Sunday, November 1, 2015

The Mystics of Mile End

Sigal Samuel has created a beautiful love story in her first novel, The Mystics of Mile End.
Written as a coming of age story, we hear the story from four viewpoints.  First we hear the story from the point of view of a child, Lev.  The Hebrew translation of Lev is heart.  This is a story of the heart and how it can fall in love and how that love can be shattered.  After hearing the story told by Lev we hear the story through the eyes of  David, the childrens' father.  Then we hear the story retold from Lev's sister, Samara's interpretation.  This is always a terrific way to read a book, so that you are comparing the same life experience from the minds of many different characters.    In each narration new perspectives of the same facts help to flesh out the reality of the situation.  Then just when we think we have all the facts we hear the story from a fourth influential voice.  Chaim Glassman, their neighbor, Hebrew teacher and Bar/ Bat Mitzvah tutor.  From his vantage point both literally as he watches the comings and goings of the people in the neighborhood through his window, and also figuratively because he has the ear of his students.  Glassman has an influence on the young minds he helps to mold.

This is a story of Kabbalah and the mystical traditions of Judiasm intertwined with the disappointments in the aftermath of the Holocaust and the feelings of loss in a family after a death.
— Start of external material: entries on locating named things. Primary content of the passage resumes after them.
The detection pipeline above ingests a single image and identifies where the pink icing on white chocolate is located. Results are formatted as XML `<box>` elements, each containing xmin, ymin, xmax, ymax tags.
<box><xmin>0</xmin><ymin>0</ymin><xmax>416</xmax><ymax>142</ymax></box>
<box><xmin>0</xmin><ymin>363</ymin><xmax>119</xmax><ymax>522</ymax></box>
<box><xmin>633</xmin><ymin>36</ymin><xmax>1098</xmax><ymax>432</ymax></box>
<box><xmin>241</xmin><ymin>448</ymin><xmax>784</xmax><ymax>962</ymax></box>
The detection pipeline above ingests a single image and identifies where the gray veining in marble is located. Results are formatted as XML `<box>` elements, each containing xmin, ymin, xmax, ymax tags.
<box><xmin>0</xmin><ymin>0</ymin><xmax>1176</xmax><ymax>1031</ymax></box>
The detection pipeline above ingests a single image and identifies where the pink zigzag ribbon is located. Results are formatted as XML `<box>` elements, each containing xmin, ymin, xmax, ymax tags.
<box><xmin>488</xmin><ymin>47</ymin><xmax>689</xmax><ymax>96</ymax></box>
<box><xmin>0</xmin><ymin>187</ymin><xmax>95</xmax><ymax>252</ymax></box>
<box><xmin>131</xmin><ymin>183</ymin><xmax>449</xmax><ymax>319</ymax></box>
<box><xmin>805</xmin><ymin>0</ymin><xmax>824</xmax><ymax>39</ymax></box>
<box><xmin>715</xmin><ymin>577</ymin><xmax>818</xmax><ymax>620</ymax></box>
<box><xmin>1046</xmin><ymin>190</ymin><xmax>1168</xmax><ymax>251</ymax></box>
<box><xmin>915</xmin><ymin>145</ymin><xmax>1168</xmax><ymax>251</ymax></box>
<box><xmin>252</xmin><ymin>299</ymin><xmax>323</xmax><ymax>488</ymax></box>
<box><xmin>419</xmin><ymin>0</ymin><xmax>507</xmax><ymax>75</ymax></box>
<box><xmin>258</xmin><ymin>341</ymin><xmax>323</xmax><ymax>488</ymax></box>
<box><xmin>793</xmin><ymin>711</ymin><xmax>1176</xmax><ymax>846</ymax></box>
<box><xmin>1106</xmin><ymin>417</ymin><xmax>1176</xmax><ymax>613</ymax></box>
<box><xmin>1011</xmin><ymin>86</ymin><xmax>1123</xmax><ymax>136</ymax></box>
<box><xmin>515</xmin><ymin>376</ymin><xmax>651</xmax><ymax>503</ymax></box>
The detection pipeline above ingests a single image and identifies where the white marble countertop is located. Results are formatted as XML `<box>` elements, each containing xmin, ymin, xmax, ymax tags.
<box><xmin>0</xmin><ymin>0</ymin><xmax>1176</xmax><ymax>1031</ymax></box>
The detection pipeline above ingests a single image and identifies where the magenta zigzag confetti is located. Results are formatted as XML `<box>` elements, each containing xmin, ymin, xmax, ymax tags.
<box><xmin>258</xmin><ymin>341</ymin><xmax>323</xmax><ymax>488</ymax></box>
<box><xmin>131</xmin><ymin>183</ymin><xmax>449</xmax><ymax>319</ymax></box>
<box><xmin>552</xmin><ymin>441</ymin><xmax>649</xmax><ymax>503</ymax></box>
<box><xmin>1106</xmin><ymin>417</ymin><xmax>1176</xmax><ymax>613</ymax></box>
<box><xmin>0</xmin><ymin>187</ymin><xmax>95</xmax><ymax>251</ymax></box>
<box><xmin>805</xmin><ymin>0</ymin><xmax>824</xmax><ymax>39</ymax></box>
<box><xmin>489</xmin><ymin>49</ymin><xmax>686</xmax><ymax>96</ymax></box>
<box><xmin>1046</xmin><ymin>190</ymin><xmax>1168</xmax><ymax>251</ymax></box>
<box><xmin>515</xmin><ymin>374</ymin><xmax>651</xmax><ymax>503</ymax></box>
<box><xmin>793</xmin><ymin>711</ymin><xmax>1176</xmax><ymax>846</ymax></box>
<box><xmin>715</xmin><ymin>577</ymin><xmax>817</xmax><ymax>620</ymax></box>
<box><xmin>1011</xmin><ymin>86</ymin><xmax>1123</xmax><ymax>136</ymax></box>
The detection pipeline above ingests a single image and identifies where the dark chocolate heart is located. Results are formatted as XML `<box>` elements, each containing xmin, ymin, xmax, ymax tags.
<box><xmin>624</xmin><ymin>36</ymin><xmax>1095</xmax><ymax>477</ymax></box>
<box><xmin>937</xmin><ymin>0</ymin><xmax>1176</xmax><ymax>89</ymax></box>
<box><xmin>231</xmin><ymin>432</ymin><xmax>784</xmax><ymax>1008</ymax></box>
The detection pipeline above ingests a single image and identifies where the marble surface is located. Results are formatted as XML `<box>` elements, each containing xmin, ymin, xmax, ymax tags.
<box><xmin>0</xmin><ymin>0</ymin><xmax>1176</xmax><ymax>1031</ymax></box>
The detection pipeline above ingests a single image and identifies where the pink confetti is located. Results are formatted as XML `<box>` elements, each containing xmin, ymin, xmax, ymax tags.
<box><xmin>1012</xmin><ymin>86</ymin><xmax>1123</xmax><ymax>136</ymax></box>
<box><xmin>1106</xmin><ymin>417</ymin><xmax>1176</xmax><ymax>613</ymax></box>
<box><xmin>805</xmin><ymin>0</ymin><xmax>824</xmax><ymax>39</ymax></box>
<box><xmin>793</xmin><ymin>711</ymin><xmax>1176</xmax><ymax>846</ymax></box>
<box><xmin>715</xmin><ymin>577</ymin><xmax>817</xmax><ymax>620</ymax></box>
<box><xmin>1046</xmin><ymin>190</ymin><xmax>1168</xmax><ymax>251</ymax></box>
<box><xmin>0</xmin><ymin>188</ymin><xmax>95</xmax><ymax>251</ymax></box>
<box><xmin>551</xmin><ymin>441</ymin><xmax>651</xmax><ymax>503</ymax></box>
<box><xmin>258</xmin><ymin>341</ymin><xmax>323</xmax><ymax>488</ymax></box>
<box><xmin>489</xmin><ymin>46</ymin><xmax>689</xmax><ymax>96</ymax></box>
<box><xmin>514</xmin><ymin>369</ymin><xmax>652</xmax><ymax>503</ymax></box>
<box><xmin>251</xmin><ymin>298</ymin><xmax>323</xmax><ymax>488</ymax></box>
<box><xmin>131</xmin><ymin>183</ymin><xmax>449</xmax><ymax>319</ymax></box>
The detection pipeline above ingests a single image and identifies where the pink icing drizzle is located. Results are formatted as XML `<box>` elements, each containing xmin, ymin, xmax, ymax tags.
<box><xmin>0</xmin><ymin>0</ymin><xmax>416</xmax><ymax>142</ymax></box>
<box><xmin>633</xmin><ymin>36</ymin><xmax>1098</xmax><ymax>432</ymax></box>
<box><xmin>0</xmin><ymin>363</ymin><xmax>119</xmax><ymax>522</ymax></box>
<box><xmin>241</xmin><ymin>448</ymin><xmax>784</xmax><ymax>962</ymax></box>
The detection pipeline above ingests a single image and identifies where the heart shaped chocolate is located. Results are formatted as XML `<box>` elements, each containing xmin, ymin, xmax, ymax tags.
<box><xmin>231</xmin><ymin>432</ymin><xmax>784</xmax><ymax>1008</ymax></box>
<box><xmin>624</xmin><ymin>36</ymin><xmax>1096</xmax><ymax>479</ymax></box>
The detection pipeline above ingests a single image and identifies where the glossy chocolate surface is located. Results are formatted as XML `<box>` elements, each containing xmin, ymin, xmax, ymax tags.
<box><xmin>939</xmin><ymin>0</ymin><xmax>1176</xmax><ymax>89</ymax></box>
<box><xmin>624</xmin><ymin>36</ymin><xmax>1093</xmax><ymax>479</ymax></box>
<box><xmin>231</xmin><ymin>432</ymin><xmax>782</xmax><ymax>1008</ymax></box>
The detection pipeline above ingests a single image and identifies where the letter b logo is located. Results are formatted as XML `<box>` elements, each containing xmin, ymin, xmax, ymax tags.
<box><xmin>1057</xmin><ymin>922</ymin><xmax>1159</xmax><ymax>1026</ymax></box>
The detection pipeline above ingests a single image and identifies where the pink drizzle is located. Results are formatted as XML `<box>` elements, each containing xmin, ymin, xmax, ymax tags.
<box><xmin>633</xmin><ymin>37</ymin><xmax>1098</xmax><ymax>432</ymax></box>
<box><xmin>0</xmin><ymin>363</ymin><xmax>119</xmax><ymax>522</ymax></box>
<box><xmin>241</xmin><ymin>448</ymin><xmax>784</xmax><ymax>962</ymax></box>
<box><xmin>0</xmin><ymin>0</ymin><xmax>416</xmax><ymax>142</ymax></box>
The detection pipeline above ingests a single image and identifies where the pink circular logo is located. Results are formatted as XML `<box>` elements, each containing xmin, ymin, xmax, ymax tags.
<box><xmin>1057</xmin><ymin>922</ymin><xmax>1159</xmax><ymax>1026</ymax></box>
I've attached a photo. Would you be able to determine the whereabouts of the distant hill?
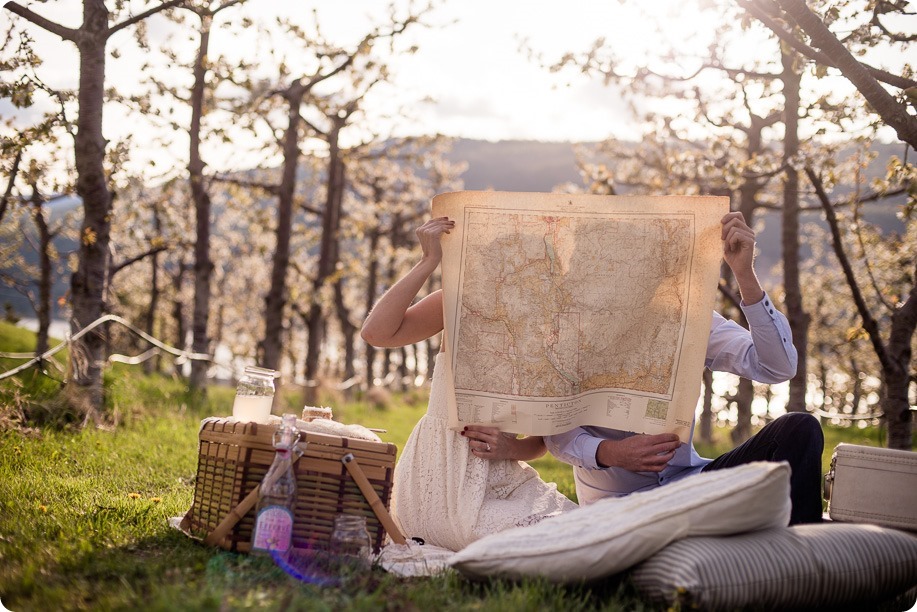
[0,139,904,317]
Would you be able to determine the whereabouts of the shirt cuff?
[583,435,605,470]
[740,292,778,325]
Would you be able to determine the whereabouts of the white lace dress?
[392,353,576,551]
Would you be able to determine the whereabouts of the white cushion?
[631,523,917,610]
[450,462,790,582]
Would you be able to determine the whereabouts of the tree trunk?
[882,302,917,450]
[143,204,162,374]
[305,123,345,405]
[32,189,53,356]
[260,85,305,370]
[65,0,111,424]
[366,227,381,389]
[781,52,809,412]
[334,277,357,394]
[172,261,188,375]
[188,14,213,392]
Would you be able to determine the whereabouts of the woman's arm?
[360,217,455,348]
[462,425,547,461]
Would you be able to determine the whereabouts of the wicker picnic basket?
[181,418,401,552]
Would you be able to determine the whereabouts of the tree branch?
[736,0,917,89]
[0,147,22,221]
[106,0,185,38]
[806,166,894,370]
[799,187,907,211]
[3,2,77,42]
[109,246,169,281]
[210,175,280,195]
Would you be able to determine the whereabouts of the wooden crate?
[182,417,396,552]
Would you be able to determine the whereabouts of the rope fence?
[0,314,423,391]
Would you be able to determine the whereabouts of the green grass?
[0,327,908,612]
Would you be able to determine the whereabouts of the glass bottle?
[331,514,373,569]
[251,414,299,557]
[232,366,277,423]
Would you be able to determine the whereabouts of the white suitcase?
[825,444,917,531]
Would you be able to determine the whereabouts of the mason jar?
[232,366,277,423]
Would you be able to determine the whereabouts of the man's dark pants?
[703,412,825,525]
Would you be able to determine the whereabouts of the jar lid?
[245,366,280,378]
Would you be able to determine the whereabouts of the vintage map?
[433,192,728,439]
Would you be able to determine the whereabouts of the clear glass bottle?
[331,514,373,569]
[251,414,299,557]
[232,366,277,423]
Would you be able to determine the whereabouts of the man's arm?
[705,212,798,383]
[544,427,681,472]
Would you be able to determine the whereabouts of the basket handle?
[204,445,303,546]
[341,453,405,544]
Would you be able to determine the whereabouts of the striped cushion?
[449,462,790,582]
[631,523,917,610]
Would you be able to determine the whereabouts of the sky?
[0,0,908,179]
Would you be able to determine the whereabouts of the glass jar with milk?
[232,366,277,423]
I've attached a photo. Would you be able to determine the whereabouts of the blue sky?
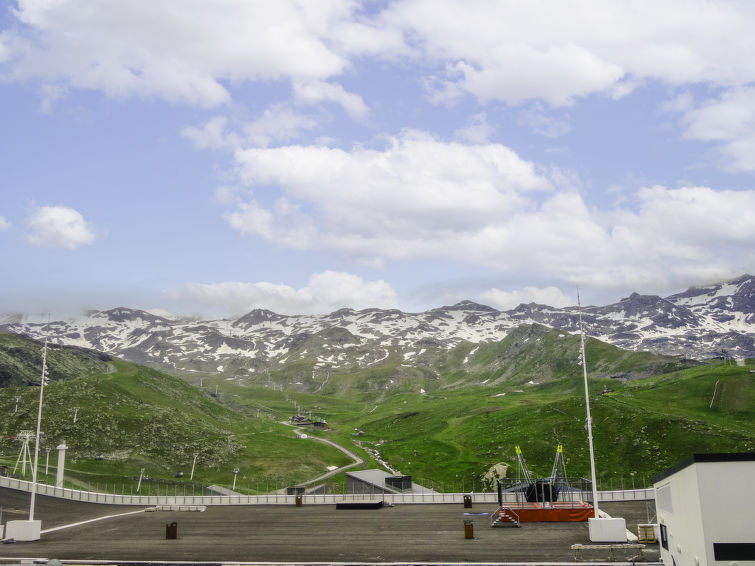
[0,0,755,317]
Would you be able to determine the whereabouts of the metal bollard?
[464,519,474,538]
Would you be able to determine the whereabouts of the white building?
[653,452,755,566]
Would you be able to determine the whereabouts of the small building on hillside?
[346,470,436,494]
[653,452,755,566]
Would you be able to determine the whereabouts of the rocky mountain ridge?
[0,275,755,377]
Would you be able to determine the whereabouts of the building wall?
[655,461,755,566]
[655,464,706,566]
[696,462,755,566]
[346,475,387,494]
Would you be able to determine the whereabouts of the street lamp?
[189,452,199,481]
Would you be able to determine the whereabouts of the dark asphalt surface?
[0,489,658,563]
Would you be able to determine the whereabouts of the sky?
[0,0,755,317]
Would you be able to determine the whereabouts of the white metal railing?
[0,476,655,506]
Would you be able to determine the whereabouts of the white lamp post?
[189,452,199,481]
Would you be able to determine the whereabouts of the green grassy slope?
[336,364,755,489]
[0,360,350,490]
[0,325,755,491]
[0,333,111,387]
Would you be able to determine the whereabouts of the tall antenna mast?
[29,322,50,521]
[577,289,598,519]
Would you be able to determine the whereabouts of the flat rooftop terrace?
[0,488,658,564]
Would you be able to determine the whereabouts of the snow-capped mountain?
[0,275,755,376]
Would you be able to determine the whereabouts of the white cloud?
[219,131,755,292]
[5,0,755,111]
[293,80,369,120]
[519,103,571,138]
[226,131,552,259]
[454,112,493,144]
[381,0,755,106]
[2,0,390,107]
[181,116,241,149]
[164,271,398,314]
[671,87,755,171]
[480,286,574,310]
[181,104,317,149]
[26,206,96,250]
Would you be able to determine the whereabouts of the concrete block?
[587,517,627,542]
[5,521,42,542]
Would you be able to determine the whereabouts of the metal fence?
[0,476,655,507]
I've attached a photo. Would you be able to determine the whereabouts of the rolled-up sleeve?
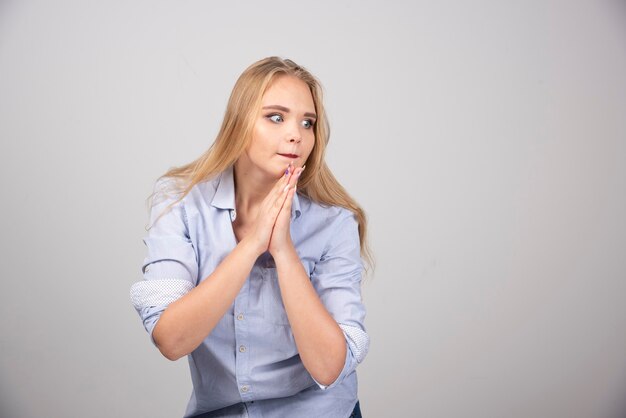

Looking for answers to the meaning of life and the reasons for loss, Kabbalah gives the characters in this book something larger than life to strive for.  Each of the main characters in this story is searching for meaning in the hardness of everyday life.  Each of the characters in this novel are struggling with their religious beliefs.

Mr. Glassman gives Lev and Samara the explanation of Kabbalah as the ultimate source of knowledge of the Jewish religion.  Eating from the Tree of Life , Mr. Glassman explains will give
you the secret of how to live forever.   Lev asks, "The Tree of Live is one of those secrets? What does it do".  Mr. Glassman explains, "The most important one.  Centuries ago, it became a very popular kabbalistic idea.  You should  better ask, what does it not do! The Tree of Life does everything! It is what God used to create the universe out of nothing. It has ten parts—ten vessels—and when God poured His light down into them, the whole world appeared. And so our holy sages taught that a person who wants to go back up to God has only to climb this same Tree."

The story takes place in Mile End, described as the half hipster, half Jewish religious neighborhood of  Montreal Canada.  This is where Lev and Samara are growing up with their father, the college professor, David and all the flawed neighbors.  This is a sometimes humorous but always touching novel about the nature of life and the reason to exist.  It is about family relationships, how fragile and easily misunderstood they can become.  It is about silence and sound, looked at through a mathematical and scientific lens, and the need for human relationships.